Ze startu w Challenge Cup zrezygnował wcześniej Impel Wrocław. Wzmocniona ekipa ma się skupić na występach polskiej ekstraklasie. Dla wrocławianek te europejskie rozgrywki to już nie rarytas, w przeciwieństwie do debiutującego Białegostoku.
- To jest duża szansa na promocję klubu i miasta oraz atrakcja dla kibiców. Wiemy, że na tym się nie zarobi, ale uznaliśmy, że warto wykorzystać tą okazję - mówi Humbla.
AZS prawdopodobnie przystąpi do rozgrywek od drugiej rundy, w połowie listopada. Póki co, musi zbudować drużynę, która - co w Białymstoku byłoby sukcesem - ominie wreszcie baraże o utrzymanie. Tworzenie ekipy powierzono Czesławowi Tobolskiemu. Doświadczony trener pozostanie na swoim stanowisku.
- Budowa czegoś nowego to zawsze przyjemność. Możemy mieć ogromną satysfakcję jeśli się uda. Chcę mieć w drużynie 6-7 doświadczonych siatkarek, które będą stanowić trzon zespołu.
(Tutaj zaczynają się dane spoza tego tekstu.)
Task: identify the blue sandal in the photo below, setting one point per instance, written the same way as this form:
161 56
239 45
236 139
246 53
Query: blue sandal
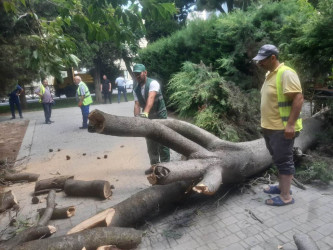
274 190
278 202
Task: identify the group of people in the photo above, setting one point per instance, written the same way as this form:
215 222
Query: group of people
281 103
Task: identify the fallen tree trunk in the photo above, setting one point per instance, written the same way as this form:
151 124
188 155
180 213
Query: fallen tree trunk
123 238
52 183
211 159
7 200
59 213
17 177
35 232
96 188
139 206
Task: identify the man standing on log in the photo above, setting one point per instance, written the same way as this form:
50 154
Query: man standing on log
281 104
83 94
148 96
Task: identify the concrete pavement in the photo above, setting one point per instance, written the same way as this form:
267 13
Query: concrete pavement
223 221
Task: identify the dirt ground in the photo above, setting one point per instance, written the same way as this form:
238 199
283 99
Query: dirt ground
11 136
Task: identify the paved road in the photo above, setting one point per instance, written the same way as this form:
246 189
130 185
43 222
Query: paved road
219 222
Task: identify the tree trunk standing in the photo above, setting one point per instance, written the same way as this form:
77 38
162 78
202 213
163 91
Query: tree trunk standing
211 159
97 80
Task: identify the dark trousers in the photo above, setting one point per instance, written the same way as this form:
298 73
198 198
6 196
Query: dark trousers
122 90
47 111
15 101
107 95
281 150
85 113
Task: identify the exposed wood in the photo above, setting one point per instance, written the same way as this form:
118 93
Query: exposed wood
143 204
59 213
91 239
29 234
17 177
102 219
46 191
96 188
44 220
52 183
304 242
7 200
207 154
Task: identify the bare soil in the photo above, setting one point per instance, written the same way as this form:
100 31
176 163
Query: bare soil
11 136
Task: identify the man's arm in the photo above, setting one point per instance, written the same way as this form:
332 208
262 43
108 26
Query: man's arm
150 101
136 108
289 131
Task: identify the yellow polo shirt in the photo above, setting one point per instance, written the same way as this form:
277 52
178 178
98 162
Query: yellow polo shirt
270 116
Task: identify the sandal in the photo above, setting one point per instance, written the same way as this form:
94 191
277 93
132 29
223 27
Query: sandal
278 202
274 190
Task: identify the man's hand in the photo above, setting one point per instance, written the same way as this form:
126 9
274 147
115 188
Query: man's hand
289 131
144 115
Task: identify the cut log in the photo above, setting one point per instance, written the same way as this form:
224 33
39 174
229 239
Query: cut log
96 188
18 177
91 239
29 234
102 219
304 242
52 183
46 191
7 200
207 154
59 213
141 205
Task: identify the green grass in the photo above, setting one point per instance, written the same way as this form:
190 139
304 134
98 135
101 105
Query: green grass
62 103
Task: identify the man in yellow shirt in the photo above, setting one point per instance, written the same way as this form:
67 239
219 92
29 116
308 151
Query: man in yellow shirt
281 104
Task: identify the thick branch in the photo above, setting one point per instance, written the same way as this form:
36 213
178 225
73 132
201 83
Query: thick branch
103 123
123 238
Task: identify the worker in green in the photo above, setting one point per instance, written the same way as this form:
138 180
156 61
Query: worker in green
84 97
281 104
148 97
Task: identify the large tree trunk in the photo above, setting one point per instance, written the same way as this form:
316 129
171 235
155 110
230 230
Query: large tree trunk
123 238
97 188
211 159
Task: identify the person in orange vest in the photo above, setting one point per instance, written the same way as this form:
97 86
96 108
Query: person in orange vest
281 104
45 97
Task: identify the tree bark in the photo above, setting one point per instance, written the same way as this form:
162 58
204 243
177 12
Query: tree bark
141 205
51 183
59 213
209 157
7 200
30 177
97 188
91 239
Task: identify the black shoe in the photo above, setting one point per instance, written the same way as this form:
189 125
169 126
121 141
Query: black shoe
149 171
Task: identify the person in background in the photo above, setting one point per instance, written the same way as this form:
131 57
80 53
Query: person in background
281 104
15 100
106 89
84 98
121 84
45 97
148 97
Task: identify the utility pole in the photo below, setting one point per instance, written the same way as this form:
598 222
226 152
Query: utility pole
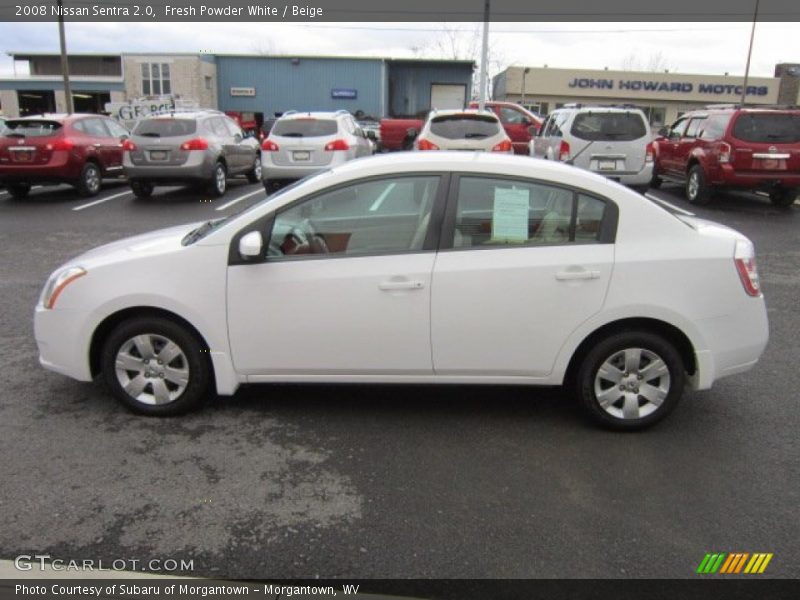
484 56
749 52
64 65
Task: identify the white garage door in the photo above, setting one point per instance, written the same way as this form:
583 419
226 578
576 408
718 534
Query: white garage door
444 96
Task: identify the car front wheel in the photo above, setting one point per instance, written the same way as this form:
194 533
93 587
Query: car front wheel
631 380
783 197
697 189
154 366
90 180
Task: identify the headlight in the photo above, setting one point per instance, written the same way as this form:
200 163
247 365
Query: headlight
57 282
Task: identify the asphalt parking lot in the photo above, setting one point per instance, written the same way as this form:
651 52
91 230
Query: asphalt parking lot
388 481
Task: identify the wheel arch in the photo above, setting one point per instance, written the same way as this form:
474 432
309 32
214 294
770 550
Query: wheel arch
666 330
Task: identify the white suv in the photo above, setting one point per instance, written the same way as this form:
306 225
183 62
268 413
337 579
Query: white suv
301 144
612 141
469 129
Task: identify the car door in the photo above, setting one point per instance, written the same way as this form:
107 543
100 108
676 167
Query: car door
344 287
528 264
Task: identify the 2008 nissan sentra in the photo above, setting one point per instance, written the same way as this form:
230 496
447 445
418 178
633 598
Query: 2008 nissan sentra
425 268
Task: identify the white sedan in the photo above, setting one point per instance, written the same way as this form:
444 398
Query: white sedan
422 268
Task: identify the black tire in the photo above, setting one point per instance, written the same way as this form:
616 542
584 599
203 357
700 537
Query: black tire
194 360
219 180
19 191
142 189
698 191
254 175
783 197
643 413
90 180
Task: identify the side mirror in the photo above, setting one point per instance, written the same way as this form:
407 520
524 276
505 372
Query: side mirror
251 245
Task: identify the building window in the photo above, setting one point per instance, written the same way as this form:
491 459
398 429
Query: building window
156 79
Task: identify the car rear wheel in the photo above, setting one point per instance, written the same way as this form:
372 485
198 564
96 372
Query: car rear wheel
90 180
697 189
142 189
154 366
219 184
783 197
631 380
19 190
254 175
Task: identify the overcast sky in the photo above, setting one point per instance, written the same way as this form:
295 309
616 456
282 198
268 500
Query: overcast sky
707 48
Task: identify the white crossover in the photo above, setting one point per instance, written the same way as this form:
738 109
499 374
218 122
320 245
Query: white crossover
446 267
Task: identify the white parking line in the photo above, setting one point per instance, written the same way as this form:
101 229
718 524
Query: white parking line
240 198
96 202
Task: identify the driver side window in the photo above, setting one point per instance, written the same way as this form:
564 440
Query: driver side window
370 217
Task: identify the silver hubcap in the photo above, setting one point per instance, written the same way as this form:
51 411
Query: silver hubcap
92 179
694 185
632 383
152 369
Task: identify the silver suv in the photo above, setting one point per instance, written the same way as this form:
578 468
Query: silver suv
612 141
202 146
466 129
301 144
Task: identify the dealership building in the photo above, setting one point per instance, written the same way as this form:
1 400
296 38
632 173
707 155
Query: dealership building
374 87
663 96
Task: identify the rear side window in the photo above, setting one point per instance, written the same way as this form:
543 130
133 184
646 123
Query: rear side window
32 128
165 127
305 127
609 127
460 127
782 128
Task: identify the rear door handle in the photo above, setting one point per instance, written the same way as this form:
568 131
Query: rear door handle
403 284
573 275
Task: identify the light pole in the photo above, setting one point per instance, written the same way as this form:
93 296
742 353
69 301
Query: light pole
749 52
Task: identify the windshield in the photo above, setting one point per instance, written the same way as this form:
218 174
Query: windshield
609 126
460 127
781 128
303 127
165 127
28 128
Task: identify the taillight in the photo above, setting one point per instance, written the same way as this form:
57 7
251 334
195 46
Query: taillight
195 144
424 144
745 259
648 153
269 146
563 151
724 152
61 144
337 145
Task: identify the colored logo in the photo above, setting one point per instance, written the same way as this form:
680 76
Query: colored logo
735 562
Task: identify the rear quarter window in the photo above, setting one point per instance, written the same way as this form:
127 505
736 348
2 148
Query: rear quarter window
781 128
459 127
305 128
609 127
165 127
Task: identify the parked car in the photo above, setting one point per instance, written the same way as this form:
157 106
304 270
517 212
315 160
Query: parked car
447 269
612 141
468 129
733 148
302 144
520 124
78 149
202 146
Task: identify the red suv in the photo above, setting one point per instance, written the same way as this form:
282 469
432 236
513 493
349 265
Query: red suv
734 148
77 149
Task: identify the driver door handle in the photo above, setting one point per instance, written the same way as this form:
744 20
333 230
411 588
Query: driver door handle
400 284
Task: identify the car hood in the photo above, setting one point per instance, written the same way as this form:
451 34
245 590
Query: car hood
154 242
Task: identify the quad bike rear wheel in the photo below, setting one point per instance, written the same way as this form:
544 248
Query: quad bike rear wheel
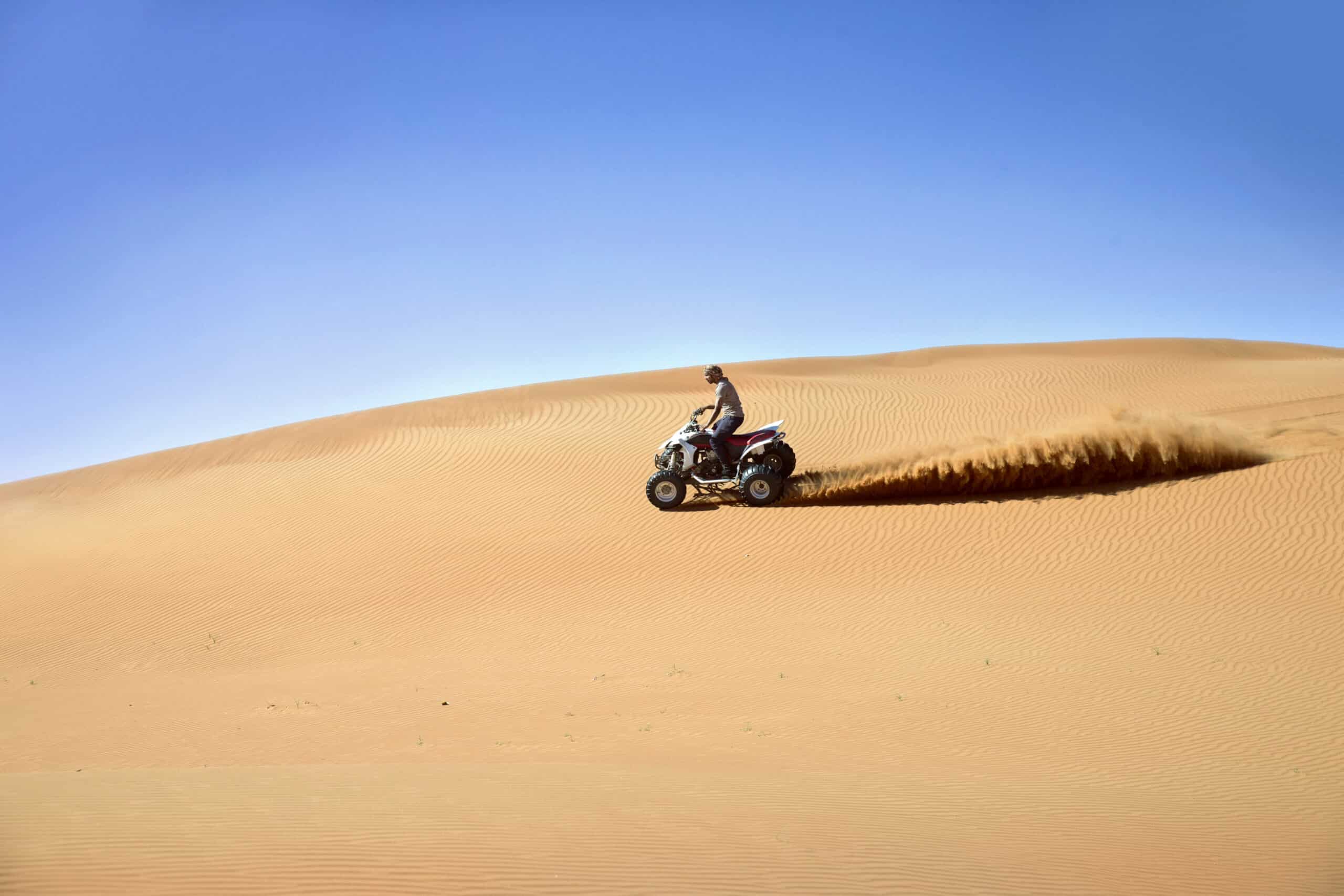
780 458
666 489
760 486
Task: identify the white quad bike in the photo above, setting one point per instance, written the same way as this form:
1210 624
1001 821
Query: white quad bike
761 464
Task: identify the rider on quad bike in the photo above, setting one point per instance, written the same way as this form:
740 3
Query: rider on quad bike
725 399
718 458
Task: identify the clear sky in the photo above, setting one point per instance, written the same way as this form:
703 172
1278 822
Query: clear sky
217 218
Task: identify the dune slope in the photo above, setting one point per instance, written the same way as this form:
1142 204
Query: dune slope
449 647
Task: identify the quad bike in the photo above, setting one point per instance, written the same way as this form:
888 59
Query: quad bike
761 464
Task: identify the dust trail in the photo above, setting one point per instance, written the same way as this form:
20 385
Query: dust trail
1119 448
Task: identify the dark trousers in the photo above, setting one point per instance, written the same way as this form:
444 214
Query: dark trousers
718 436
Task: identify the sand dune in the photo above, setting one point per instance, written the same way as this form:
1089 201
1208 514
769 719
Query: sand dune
225 668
Resztę składu uzupełnić mają zdolne, perspektywiczne juniorki - mówi Tobolski.
W nowym sezonie zielono-białe barwy AZS-u ponownie powinny przywdziać zawodniczki z ważnymi kontraktami: Sinead Jack, Channon Thompson, Ewa Cabajewska, Anna Łozowska, Agata Durajczyk i Joanna Szeszko. Już wiadomo, że do dwóch młodych Trynidadek dojdzie starsza rodaczka. Trzyletni kontrakt z AZS-em podpisała 26-letnia Rheeza Grant, przyjmująca reprezentacji malutkiego, karaibskiego państwa.
- Na pewno czeka ją sporo pracy, ale dzięki predyspozycjom i możliwościom fizycznym, szybko powinna osiągnąć poziom polskiej ekstraklasy, tak jak Sinead i Channon- zapewnia Humbla.
Inne nazwiska na razie nie padają. Mają pojawić się w najbliższych dwóch tygodniach. Już wiadomo, że zespołu odejdą natomiast: Dominika Sieradzan (do Muszynianki Muszyna), Jelena Kowalienko i Ksenia Sizowa (powrót z wypożyczenia do Urałoczki Jekaterynburg) oraz Małgorzata Właszczuk (wyjazd na studia do USA). Jak podały media, w tworzącym drużynę gwiazd pierwszoligowym Chemiku Police znalazła się Lucie Muhlsteinova, ostatnio rozgrywająca AZS-u. W Białymstoku toczą się rozmowy w sprawie przedłużenia kontraktów z Aleksandrą Kruk i Dominiką Kuczyńską.